Я приступил к занятиям уже с заметно остывшим рвением к наукам. Моя неутолимая жажда знаний не удовлетворялась школьной премудростью. Опять потекла однообразная, скучная жизнь. Молитвы и посещения церкви чередовались с зубрежкой церковнославянского языка. На науки не очень нажимали. Физику и географию изучали не лучше, чем в первый год, а естествознания и вовсе не было. Меня заинтересовала русская история. Но ее преподавали так скучно, что я и тут не мог найти удовлетворения. Казенный режим школы после вольной жизни, богатой событиями, мне был особенно тягостен.
В этом году меня назначили кладовщиком. Я должен был принимать и выдавать масло, керосин, белье.
Я был рад новому товарищу. Он мне по ночам рассказывал о жизни в большом городе, о необыкновенных историях, описанных в книгах. Мы создали себе особый мир, в котором жили независимо от школы. Наши сердца не мирились с затхлой жизнью второклассной школы. Работа в ремесленной школе, жизнь в деревне довольно точно определили мои наклонности и привычки – мыслить и делать все самостоятельно, и понятно, что недовольство школьными распорядками все увеличивалось.
Гимнов мне сообщил тайну своего исключения из гимназии. Будучи казеннокоштным, он не выдержал придирок учителей и издевательств над ним и выстрелил в директора из «монтекристо». Он показал мне вырезку из газеты, где описывался этот случай. Гимнова определили в разряд душевнобольных и исключили из гимназии как человека опасного и неспособного к занятиям. А между тем Гимнов был очень способный и учился хорошо.
Новый учитель русского языка Голубев был прямолинеен, откровенен, не заискивал ни перед учениками, ни перед начальством.
Он никогда не шутил, не улыбался, а, придя в класс, кратко объяснял правило и начинал диктовать.
– «Есть упоение в бою и бездны мрачной на краю». Откуда взят пример? – кричал он громовым басом, как командир перед войском.
На такой вопрос не ответить было нельзя. Голубев приказывал: где хотите, а найдите автора этой строки. И мы искали, а попутно, кроме этих примеров, отыскивали другие, перечитывая уйму классических произведений.
Мы прочитали Пушкина, Гоголя, Лермонтова, Никитина, Кольцова и Крылова. И через полгода было так, что после диктовки:
Покоя, мира и забвенья
Не надо мне... —
грозный окрик учителя: «Откуда взят пример?» – уже не висел в воздухе. Мы отвечали ему частоколом рук.

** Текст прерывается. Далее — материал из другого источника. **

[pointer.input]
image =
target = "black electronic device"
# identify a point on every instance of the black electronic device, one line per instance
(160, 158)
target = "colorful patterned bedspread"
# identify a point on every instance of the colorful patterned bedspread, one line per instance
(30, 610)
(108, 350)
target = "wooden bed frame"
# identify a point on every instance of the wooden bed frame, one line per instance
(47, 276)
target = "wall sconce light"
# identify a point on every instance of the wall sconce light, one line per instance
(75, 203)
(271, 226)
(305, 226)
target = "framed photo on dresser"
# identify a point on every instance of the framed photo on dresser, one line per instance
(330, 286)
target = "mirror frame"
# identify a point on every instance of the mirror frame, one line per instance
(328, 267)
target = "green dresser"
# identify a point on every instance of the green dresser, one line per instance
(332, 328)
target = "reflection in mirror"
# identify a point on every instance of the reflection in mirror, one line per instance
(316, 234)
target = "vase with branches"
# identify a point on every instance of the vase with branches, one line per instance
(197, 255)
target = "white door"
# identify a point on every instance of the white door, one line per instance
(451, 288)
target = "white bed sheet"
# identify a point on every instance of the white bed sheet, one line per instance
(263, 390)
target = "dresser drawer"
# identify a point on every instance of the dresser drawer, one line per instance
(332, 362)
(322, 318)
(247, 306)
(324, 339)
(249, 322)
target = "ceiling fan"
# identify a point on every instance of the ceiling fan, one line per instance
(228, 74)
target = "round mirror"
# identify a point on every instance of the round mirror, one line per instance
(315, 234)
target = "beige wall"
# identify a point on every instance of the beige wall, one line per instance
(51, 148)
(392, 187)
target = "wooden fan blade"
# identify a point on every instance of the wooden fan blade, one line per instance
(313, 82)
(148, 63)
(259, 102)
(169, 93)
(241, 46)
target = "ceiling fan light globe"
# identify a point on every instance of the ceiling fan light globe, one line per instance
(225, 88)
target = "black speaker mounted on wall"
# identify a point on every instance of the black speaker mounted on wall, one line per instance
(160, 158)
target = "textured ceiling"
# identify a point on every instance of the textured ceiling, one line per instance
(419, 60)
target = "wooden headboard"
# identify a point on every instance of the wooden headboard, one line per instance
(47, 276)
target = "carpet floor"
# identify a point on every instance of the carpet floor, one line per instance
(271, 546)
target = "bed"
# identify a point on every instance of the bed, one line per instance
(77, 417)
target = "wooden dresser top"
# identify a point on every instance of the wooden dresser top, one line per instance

– Лермонтов, Николай Федорович!
– Так. Пишите, – говорил он, довольный, топорща огромные усы и морща малюсенький бледный нос.
Желая, видимо, узнать нас поближе, Голубев предложил каждому из нас описать свою жизнь. Сроки все прошли, а я еще не приступал к работе. Но тут я неожиданно вспомнил о тетрадке дяди Миши, бережно хранившейся в моем сундучке, и решил взять из нее сказку, которую и подал Голубеву вместо своего сочинения, а в заголовке написал:
Про мое житье-бытье
«Родился я в лесу, где люди молились колесу. Жили мы ни бедно ни богато, но зато торовато. Скотины было – сверчок на шестке, табун тараканов на печи да лошадка-горбатка. Глядя на нее, люди долго не думали, почему конь о четырех ногах, а спотыкается. Печь да полати мы сами засевали, а подловку исполу отдавали. Сверчок с песней соху водил, а таракан в пристяжке ходил. Хлеб мы жали да на приступочку в секирд клали.
Бабушка у нас была больно резва – три года на печку лезла. Лезла, лезла, да сослепу оступилась, на скирду-то облокотилась, и весь урожай – бух в лоханку. Дед с бабкой смотрят в лоханку и плачут. А отец был удалая голова, сел на лавку и тоже заплакал.
– Ну, сынок, – говорит мне матушка, – теперь одна на тебя надежда. Вот тебе родительское благословение: иди по свету счастье Жар-птицу искать, а нам все равно пропадать.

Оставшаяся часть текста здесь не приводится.